Linux Btrfs filesystem development
 help / color / mirror / Atom feed
* [PATCH] btrfs-progs: scrub: add extra warning for scrub on single device
@ 2022-08-22  7:15 Qu Wenruo
  2022-08-22  8:00 ` Graham Cobb
  0 siblings, 1 reply; 3+ messages in thread
From: Qu Wenruo @ 2022-08-22  7:15 UTC (permalink / raw)
  To: linux-btrfs

[PROBLEM]

Command "btrfs scrub start" can be executed with single device or a
mount point.

If executed with single device, it will only start a scrub for that
device.

This is fine for SINGLE/DUP/RAID1*/RAID10/RAID0, as they are all
mirror/simple stripe based profiles.

But this can be a problem for RAID56, as for RAID56 scrub, data stripes
are treated as RAID0, while only when scrubbing the P/Q stripes or doing
data rebuild we will try to do a full stripe read/rebuild.
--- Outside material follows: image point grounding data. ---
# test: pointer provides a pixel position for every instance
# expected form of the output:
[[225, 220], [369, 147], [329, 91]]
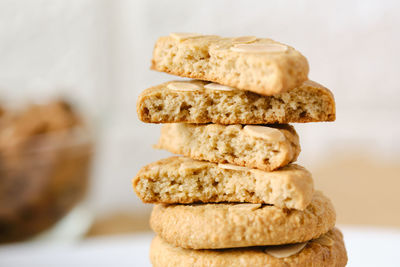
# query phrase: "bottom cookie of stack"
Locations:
[[327, 250]]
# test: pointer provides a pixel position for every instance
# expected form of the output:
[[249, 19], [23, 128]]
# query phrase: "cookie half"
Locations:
[[254, 146], [184, 180], [214, 226], [255, 64], [327, 251], [202, 102]]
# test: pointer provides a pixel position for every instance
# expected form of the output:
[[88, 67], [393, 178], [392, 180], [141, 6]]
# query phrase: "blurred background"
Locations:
[[95, 55]]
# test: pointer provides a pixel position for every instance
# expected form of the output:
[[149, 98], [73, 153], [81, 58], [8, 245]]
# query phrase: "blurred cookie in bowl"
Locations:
[[45, 155]]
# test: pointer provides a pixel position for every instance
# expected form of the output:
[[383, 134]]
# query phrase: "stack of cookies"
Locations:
[[235, 197]]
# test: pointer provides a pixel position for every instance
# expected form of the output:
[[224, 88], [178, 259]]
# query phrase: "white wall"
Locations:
[[101, 50]]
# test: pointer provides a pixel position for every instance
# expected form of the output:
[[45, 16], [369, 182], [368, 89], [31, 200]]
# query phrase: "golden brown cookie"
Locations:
[[214, 226], [202, 102], [255, 64], [184, 180], [330, 252], [255, 146]]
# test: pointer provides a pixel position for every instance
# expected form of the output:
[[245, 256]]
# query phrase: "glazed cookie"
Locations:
[[248, 63], [255, 146], [203, 102], [214, 226], [326, 251], [183, 180]]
This means, for the following case:

Dev 1:  |<--- Data stripe 1 (good) -->|
Dev 2:  |<--- Data stripe 2 (good) -->|
Dev 3:  |<--- Parity stripe (bad)  -->|

If we only scrub dev 1 or dev 2, the corrupted parity on dev 3 will not
be repaired, breaking the one corrupted/missing device tolerance.
(if we lost device 1 or 2, no data can be recovered for this full
stripe).

Unfortunately for the existing btrfs RAID56 users, there seems to be a
trend to use single device scrub instead of full fs scrub.

[CAUSE]

This is due to the bad design of btrfs_scrub_dev(), by treating data
stripes just like RAID0.
This means, we will read data stripes several times (2x for RAID5, 3x
for RAID6), not only causing more IO, but much slower read for each
device.

At least the end users should be fully informed, and choose their poison
to drink (until a better ioctl introduced).

[WORKAROUND]

This patch will introduce the following workarounds:

- Extra warning for "btrfs scrub start <dev>"
  If we detect we're doing single device scrub, and the fs has RAID56
  feature, we output a warning for the user.
  (But still allow the command to execute)

- Extra man page warning.
  Now there is an extra section for scrub and RAID56.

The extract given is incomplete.